Hamza Benzerrouk is a Postdoctoral Fellow at ETS-Lassena since July 2018, PhD in Applied Mathematics from State University of Saint Petersburg SbPU, candidate of science in Aerospace Instrumentation at Saint Petersburg State University of Aerospace Instrumentation guap, Russia. He accumulated experience in satcom systems for COMNAV applications, and has more than eight years’ experience in aeronautics (DO160) and satellite transmission engineering and telecommunication systems. His Field of scientific expertise: Information Fusion, Target Tracking, Kalman filtering, Bayesian Filtering, inertial navigation, GNSS, non-Gaussian Signal Processing.

Xiaoxing Fang is a Postdoctoral Research Fellow in the Department of Electrical Engineering at the École de Technologie Supérieure (ETS). She received her Bachelor degree in automation (2002), her Master degree (2006) and Ph.D. degree (2016) in Navigation, Guidance and Control from Beihang University (P.R. China). At the same time, she worked as a GNC engineer in Research Institute of Unmanned Aerial Vehicle in Beihang University, which brings her over 10 years of design and development experiences in aerospace engineering, especially in flight control law , flight management system, and flight simulation.

René Jr Landry is professor at the department of electrical engineering at École de technologie supérieure (ÉTS) and the Director of LASSENA Laboratory. His expertise in embedded systems, navigation and avionic is appliqued notably in the field of transport, aeronautic and space technologies. Graduated in 1992 from École Polytechnique of Montréal in the Space Technologies program of the electrical engineering department, he got a Master of Science in Satellite Communication Engineering at the University of Surrey (Guildford, United Kingdom) in 1993, a Master in space electronics and a DEA in microwave at ISAE (Toulouse, France) in 1994 and his PhD on GPS anti-jamming technologies in collaboration with Thales, the French civil aviation (DGAC) and ESA (Noordwick). He has joined ÉTS in 1999, after a year as postdoctoral fellow at the National French Space Agency (CNES, Toulouse).

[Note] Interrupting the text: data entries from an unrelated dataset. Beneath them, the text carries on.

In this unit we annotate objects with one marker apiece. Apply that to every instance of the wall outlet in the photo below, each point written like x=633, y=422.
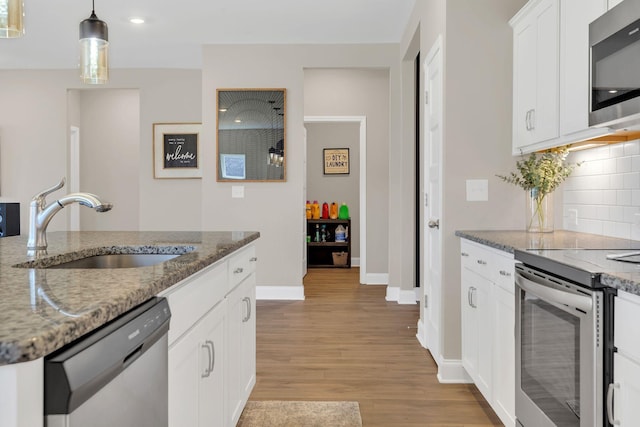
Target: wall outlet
x=573, y=217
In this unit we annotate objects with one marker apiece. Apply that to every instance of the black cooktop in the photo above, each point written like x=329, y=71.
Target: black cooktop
x=582, y=266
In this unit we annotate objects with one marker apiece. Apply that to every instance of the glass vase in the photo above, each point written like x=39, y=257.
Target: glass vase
x=539, y=212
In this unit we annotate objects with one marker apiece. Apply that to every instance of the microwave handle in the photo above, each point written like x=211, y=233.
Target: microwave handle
x=577, y=301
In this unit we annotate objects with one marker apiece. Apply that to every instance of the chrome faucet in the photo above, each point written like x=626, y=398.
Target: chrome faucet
x=40, y=214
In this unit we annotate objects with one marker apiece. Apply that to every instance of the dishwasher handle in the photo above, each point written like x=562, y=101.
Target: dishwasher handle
x=553, y=295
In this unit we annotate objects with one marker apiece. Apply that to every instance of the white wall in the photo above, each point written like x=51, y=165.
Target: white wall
x=275, y=209
x=34, y=116
x=604, y=191
x=109, y=156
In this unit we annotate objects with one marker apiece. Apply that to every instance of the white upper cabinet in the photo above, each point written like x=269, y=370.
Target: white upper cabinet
x=551, y=73
x=535, y=74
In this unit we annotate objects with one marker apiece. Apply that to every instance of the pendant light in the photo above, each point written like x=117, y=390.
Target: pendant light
x=94, y=50
x=11, y=19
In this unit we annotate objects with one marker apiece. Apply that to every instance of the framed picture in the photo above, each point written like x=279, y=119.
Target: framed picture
x=233, y=166
x=336, y=161
x=176, y=150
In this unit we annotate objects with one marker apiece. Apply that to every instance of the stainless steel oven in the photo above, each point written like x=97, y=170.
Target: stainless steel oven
x=559, y=351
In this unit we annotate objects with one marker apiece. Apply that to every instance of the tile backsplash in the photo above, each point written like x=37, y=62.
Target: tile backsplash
x=602, y=196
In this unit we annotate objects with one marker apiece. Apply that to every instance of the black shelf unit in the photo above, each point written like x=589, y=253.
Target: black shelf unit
x=320, y=254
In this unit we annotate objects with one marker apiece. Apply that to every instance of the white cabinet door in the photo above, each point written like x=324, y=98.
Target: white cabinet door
x=504, y=356
x=477, y=330
x=535, y=74
x=626, y=391
x=196, y=373
x=241, y=347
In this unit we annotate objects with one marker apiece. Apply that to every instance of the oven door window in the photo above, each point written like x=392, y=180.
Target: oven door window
x=550, y=359
x=615, y=62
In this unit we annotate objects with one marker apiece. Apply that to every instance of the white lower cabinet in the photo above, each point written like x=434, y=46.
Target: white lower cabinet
x=241, y=346
x=488, y=321
x=212, y=350
x=624, y=392
x=196, y=373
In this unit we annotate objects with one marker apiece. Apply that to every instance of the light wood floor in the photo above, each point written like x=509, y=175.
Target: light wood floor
x=345, y=342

Abdessamad Amrhar received a Master of Applied Science degree in electrical engineering from École de Technologie Supérieure of Montréal (Canada). As a member LASSENA laboratory, he worked on the design and implementation multi-mode software defined radio system for avionics. His research interests are: software defined radios, embedded systems, avionics, and digital communication.

Anh-Quang Nguyen got his B.Eng from Back Khoa University (Viet Nam) in Aerospace Engineering in 2015. From 2016 to 2018, he was a Master student at Ecole de Technologie de Superieure (Montreal, Quebec, Canada) and worked in the AVIO-505 Project at LASSENA. From 2018, he works at SII Canada in an R&D project related to the application of UAV in Search and Rescue mission.

Hamza Rasaee received his Bachelor of Science degree in Electronic and Computer engineering from Babol Noshirvani University of Technology.Now he is pursuing his Master of Science in Electrical Engineering in École de Technologie Supérieure (ÉTS). In 2019, he joined the LASSENA group and he is working on the clock drift issue in the ibNav project. His expertise is in the embedded system programming, electronic board design and programming for different operating systems.